To support the production rates of hot water needed to economically generate electricity from the 130°C to 230°C reservoirs found in the B&R, conventional geothermal systems require very high natural permeability associated with complex fault geometry. Hot water production from a single commercial geothermal well typically ranges from 40 to 160 l/s (30,000 to 120,000 bpd) to support electricity generation of 2 to 12 MWe. Unlike the rapid harmonic decline expected in oil production over a couple of years, decline in hot water production from a B&R geothermal well is expected to be small over 30 years, although decline in temperature will be significant. Because sites with such extraordinary permeability and capacity are rare, extending geothermal production to low-permeability rocks using EGS greatly increases opportunities for geothermal development.

Since 2022, the U.S. Department of Energy's (DOE's) FORGE EGS research project (Figure 1) and Fervo's Cape Modern EGS commercial project, both adjacent to the conventional Blundell Geothermal Field in Utah, have demonstrated a significant reduction in the cost of drilling and stimulation in impermeable granitic rocks. The initial extended well test at Cape Modern in August 2024 indicated a stable production rate of 110 l/s (80,000 bpd) at 195°C, capable of supporting about 9 MWe generation.

For decades, microseismic monitoring has been a routine best practice at many conventional geothermal reservoirs to manage the injection of the cooled produced water (and sometimes supplementary water) that supports reservoir pressure. Microseismic data are used to characterize the base of the reservoir where cold injected water is heated, detect short-circuiting of cold injection directly to production wells, and mitigate nuisance seismicity. Microseismic monitoring has similar long-term applications in EGS, but it has a more immediate role during the stimulation phase of EGS when patterns of microseismic locations and strain detected by downhole geophones and distributed acoustic sensing (DAS) systems define the initial reservoir geometry. Long-term microseismic monitoring is expected to validate the thermoelastic modeling that predicts how thermally induced stress and strain will dynamically change the EGS reservoir volume, permeability, and fluid flow paths through the 30-year expected life of the reservoir.

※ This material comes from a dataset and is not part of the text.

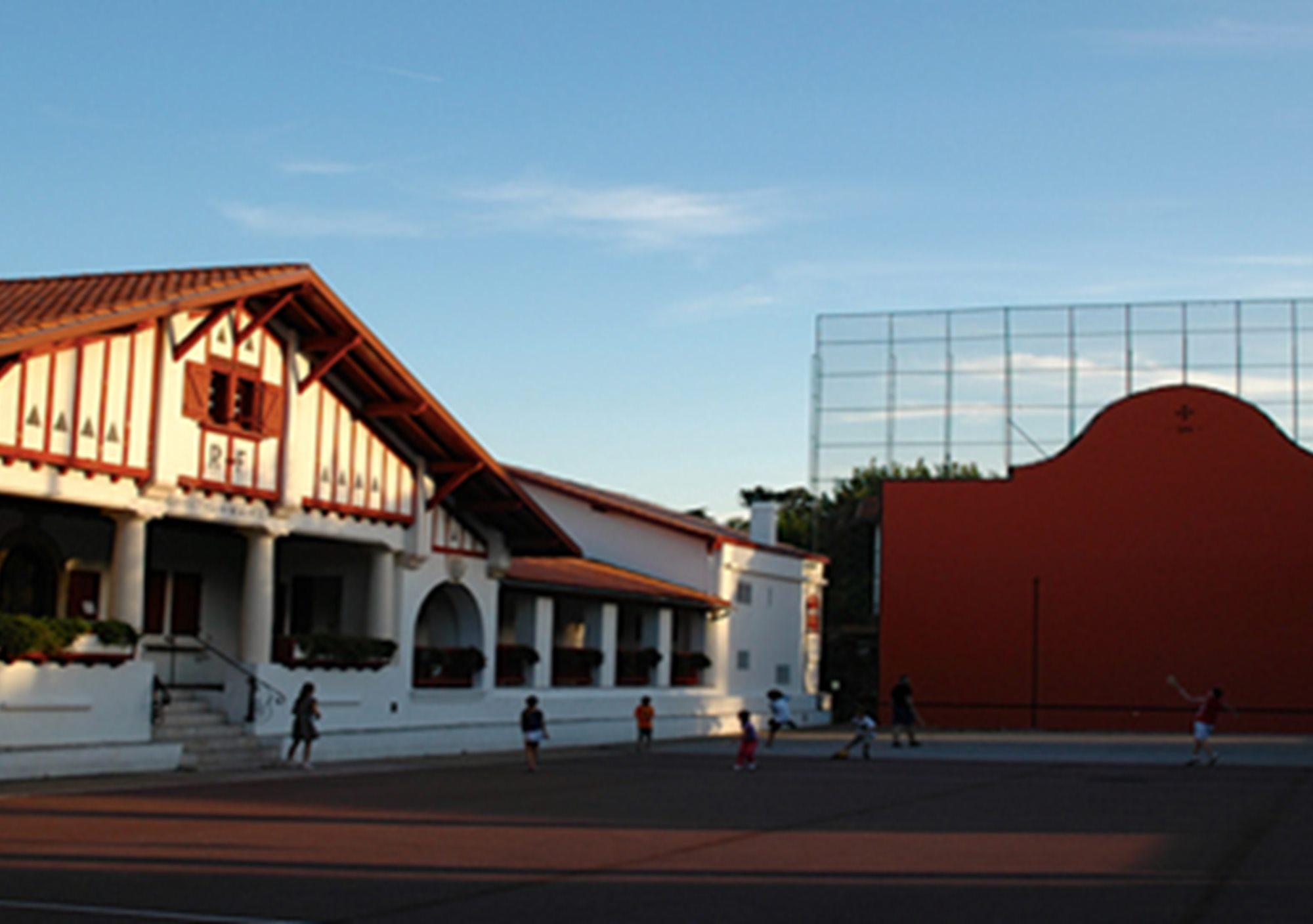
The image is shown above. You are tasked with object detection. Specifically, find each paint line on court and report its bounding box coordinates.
[0,898,310,924]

McLennan at al. summarize the geophysical components of the DOE FORGE project directed at advancing the technologies required for EGS. In addition to investigating drilling, stimulation, and production optimization, the DOE has sponsored tests of geophysics methods with a focus on surface geophone and nodal arrays and downhole geophone and DAS arrays. Although the downhole DAS arrays will provide the initial constraints on reservoir geometry, the surface and shallow geophone and nodal arrays are likely to become increasingly important to long-term reservoir performance monitoring because, at expected EGS temperatures of 150°C to 230°C, current DAS borehole systems have a predicted service life much shorter than the planned 30-year duration of the geothermal production and injection wells.

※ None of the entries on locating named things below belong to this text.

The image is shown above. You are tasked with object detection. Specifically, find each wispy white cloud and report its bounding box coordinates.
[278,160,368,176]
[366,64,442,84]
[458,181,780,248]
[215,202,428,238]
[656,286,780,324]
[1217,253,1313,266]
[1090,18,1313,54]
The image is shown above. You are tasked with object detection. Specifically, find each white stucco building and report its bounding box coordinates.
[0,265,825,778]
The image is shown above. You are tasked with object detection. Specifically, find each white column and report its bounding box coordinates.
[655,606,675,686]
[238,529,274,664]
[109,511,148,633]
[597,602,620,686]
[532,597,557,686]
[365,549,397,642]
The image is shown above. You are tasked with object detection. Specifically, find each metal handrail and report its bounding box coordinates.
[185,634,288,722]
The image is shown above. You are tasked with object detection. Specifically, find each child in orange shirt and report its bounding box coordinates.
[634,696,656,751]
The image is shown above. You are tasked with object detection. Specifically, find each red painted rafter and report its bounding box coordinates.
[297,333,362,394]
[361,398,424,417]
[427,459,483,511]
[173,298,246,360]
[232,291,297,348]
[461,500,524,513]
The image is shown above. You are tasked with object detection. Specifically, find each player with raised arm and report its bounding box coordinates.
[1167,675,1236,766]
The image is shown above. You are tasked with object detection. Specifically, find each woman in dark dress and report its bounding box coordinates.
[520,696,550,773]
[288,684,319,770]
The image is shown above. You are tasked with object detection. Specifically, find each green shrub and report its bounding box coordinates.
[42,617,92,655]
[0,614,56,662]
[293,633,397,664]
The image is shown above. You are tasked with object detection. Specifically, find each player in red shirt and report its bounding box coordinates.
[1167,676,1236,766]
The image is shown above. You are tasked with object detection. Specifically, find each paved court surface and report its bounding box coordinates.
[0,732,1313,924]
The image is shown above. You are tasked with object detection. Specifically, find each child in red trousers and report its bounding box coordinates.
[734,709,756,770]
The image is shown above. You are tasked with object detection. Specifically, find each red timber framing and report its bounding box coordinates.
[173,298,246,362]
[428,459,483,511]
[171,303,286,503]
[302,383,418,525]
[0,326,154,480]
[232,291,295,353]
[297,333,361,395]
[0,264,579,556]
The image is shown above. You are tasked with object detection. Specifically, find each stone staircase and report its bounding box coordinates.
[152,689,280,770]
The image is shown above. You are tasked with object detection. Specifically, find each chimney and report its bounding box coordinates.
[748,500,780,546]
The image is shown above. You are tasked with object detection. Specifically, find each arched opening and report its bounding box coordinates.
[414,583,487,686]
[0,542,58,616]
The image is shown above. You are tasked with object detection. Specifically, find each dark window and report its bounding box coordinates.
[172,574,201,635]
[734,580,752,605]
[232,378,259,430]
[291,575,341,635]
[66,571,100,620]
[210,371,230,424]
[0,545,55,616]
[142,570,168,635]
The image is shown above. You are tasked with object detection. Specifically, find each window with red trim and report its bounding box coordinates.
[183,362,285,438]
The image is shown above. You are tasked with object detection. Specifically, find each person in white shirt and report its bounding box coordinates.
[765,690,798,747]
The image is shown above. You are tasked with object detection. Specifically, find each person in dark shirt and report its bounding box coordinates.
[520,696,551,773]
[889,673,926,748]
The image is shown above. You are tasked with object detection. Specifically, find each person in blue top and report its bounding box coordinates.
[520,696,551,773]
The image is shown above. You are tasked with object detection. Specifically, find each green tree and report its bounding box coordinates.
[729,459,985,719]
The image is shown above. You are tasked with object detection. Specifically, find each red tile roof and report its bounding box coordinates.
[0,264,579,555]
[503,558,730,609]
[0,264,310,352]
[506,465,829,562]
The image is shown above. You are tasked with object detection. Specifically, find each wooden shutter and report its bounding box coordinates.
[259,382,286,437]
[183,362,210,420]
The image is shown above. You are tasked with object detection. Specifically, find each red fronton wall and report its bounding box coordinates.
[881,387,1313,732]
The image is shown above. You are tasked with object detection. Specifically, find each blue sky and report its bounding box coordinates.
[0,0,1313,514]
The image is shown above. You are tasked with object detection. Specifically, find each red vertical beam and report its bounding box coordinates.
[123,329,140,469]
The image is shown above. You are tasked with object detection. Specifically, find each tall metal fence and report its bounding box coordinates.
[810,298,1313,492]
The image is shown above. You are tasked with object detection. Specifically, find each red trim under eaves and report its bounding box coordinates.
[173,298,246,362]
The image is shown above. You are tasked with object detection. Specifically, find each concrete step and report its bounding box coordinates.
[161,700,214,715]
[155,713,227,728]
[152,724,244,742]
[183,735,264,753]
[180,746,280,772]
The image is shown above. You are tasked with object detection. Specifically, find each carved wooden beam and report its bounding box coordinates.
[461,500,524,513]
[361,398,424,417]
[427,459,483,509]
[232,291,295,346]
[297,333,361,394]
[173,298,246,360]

Park et al. describe velocity analyses from the surface to the reservoir zone that will be especially relevant to characterizing microseismic patterns based on surface and shallow borehole geophone arrays. In this study, successive updates of an initial seismic velocity model are completed, first using 3D traveltime tomography from first arrival picks of 3D surface seismic data, then with 2D traveltime tomography of downhole DAS vertical seismic profiling (VSP) data acquired in wells at the FORGE EGS project, and finally with 2D acoustic full-waveform inversion (FWI) using the same DAS VSP data. This shows that FWI should be considered as a potential option to supplement the conventional traveltime tomography analyses routinely used to derive seismic velocity models for microseismic monitoring of geothermal developments.

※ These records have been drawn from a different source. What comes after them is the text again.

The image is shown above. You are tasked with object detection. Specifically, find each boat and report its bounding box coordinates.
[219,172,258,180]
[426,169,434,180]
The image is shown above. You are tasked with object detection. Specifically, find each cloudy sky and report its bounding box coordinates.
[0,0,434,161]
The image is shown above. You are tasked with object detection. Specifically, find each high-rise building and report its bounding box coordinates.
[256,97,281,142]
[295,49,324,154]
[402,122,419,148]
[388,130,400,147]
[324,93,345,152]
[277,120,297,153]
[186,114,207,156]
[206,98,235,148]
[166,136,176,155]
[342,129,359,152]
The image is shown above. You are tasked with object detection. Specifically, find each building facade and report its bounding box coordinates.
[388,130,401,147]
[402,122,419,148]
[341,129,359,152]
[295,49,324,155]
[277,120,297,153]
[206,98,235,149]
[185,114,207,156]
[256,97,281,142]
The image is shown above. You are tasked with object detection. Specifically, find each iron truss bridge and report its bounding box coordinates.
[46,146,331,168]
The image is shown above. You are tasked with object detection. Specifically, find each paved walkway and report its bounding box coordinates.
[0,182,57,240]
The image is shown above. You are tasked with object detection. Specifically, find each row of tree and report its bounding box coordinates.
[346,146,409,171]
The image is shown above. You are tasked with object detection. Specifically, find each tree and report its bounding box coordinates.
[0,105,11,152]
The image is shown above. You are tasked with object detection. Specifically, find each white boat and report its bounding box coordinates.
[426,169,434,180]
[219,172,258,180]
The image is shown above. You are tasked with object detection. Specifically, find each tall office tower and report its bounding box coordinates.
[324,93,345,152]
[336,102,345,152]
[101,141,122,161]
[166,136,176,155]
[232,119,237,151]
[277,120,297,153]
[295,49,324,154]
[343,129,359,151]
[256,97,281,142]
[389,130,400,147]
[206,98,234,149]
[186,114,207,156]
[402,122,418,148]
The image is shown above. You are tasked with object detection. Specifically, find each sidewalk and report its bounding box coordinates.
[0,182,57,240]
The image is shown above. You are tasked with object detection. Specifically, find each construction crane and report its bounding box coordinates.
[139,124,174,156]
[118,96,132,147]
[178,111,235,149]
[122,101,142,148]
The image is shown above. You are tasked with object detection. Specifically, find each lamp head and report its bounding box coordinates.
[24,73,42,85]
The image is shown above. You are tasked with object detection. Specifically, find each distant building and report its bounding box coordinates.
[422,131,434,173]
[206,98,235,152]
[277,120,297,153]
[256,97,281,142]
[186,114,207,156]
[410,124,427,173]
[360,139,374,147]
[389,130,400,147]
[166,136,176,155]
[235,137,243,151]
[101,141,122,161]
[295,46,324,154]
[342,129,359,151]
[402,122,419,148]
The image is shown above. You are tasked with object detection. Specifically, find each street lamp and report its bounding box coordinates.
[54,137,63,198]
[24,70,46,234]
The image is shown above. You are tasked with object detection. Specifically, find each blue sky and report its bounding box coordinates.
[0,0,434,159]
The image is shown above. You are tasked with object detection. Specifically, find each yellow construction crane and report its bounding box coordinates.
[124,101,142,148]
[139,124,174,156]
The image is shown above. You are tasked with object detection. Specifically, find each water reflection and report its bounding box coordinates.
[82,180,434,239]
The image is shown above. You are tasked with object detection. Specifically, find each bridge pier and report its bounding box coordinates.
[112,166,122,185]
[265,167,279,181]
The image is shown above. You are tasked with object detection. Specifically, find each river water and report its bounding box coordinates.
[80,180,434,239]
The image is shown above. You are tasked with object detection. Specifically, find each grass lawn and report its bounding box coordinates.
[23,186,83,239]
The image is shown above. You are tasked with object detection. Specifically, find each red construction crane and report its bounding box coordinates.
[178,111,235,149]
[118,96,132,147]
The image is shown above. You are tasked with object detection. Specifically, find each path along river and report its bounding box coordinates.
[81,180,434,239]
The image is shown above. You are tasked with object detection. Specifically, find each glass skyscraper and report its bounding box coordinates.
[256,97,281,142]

Nakata et al. review machine learning (ML) methods potentially applicable to the various stages of microseismic monitoring. The first application focuses on using a Swin transformer to fill the gaps in data of a closely spaced square array of seismometers at the FORGE EGS project. A conditional generative modeling approach is applied to a similar waveform analysis of more widely spaced but lower noise seismic stations at the Geysers geothermal field. ML phase pickers perform well for regional earthquake monitoring systems but have been less consistent for local arrays. Thus, a new ML approach to phase picking using an encoder-decoder approach has been implemented on the surface nodal array of closely spaced seismometers at the Cape Modern EGS project. Finally, a clustering analysis based on power spectral densities of more than 2500 well-located seismic events recorded at the FORGE EGS project is directed at differentiating shear, mixed, compressive, and tensile fracture mechanisms. This broad range of potential applications is a snapshot of opportunities for addressing the needs of the rapidly evolving EGS industry using rapidly evolving ML technology.

Geothermal energy is entering a new phase of development roughly analogous to the oil and gas transition to perf-and-prop technology two decades ago. However, the more demanding geothermal requirements for performance and longevity require extended and new geophysical tools to identify and optimize the new reservoirs to provide sustained energy generation to the world.